In what is apparently the 1930s, in a well-to-do Hungarian city a short train ride from Budapest, the town fathers have arranged for squeaky-clean Istvan Kopjass (Sandor Csanyi) to take over as attorney general from his corrupt predecessor. “I think he’s a relative of mine,” someone says. “Mine too” is the happy, prophetic reply.
Kopjass is eager to get on with the job, telling his frugal but loving wife, Lina (Ildiko Toth), he can do good in the position. Instead, he quickly learns how deeply into the corridors of power corruption has seeped. Piggish mayor (Oleg Tabakov), who insists on being called “Uncle Bela,” cautions against Kopjass’ proposed new tax structure favoring the poorby reminding him, “We have to have our cake and eat it, too.”
What’s worse, just about everyone Kopjass runs into now claims to be a distant relative and has some kind of shady scheme percolating. Against his instincts, Kopjass is tempted by the promise of a suspiciously cheap villa from an excitable banker (Karoly Eperjes) and the better life it portends for Lina and his young twin sons. Enchanted by the banker’s wife (Erika Marozsan), and tortured by dreams involving a night train he only just manages to catch, Kopjass becomes enmeshed in a complicated swindle that proves his undoing.
If pic were this straightforward, its message would still resonate. Yet Lina’s obliviousness to her husband’s moral struggle and resulting anger injects the story with an added layer of tragedy, neatly balanced by the comic rapaciousness of the government officials that made the original novel by Zsigmond Moricz so popular.
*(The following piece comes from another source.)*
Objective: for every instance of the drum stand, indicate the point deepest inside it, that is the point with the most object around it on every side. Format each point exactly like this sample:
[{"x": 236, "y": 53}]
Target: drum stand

As with his best films, including Oscar winner “Mephisto” (1981) and Oscar-nommed “Colonel Redl” (1985), Szabo is energized by the chance to remind his auds that absolute power corrupts absolutely.
New to the mix this time around is an absurdist strain of comedy, clear in Moricz’s novel and sure-handedly teased here by Szabo without overdoing it.
Delicate balancing act is achieved in large part by an ace cast, repping a virtual who’s who of local talent. Csanyi, the put-upon lead in Nimrod Antal’s “Kontroll” (and now a Hugh Grant-like heartthrob in Hungary), strikes the perfect balance of outrage and acquiescence as Kopjass. Pop-eyed Eperjes, in his fourth film for Szabo, gets the biggest laughs for his corporate caricature.
Tech package is tops, led by the sumptuous art direction of Zsolt Kell, the dapper period threads of costume designer Gyorgyi Szakacs and rich lensing by longtime collaborator Lajos Koltai. In a nice touch, Oscar-winning Czech helmer Jiri Menzel, who appears briefly as a corrupt banker, was dubbed into Hungarian by Szabo himself.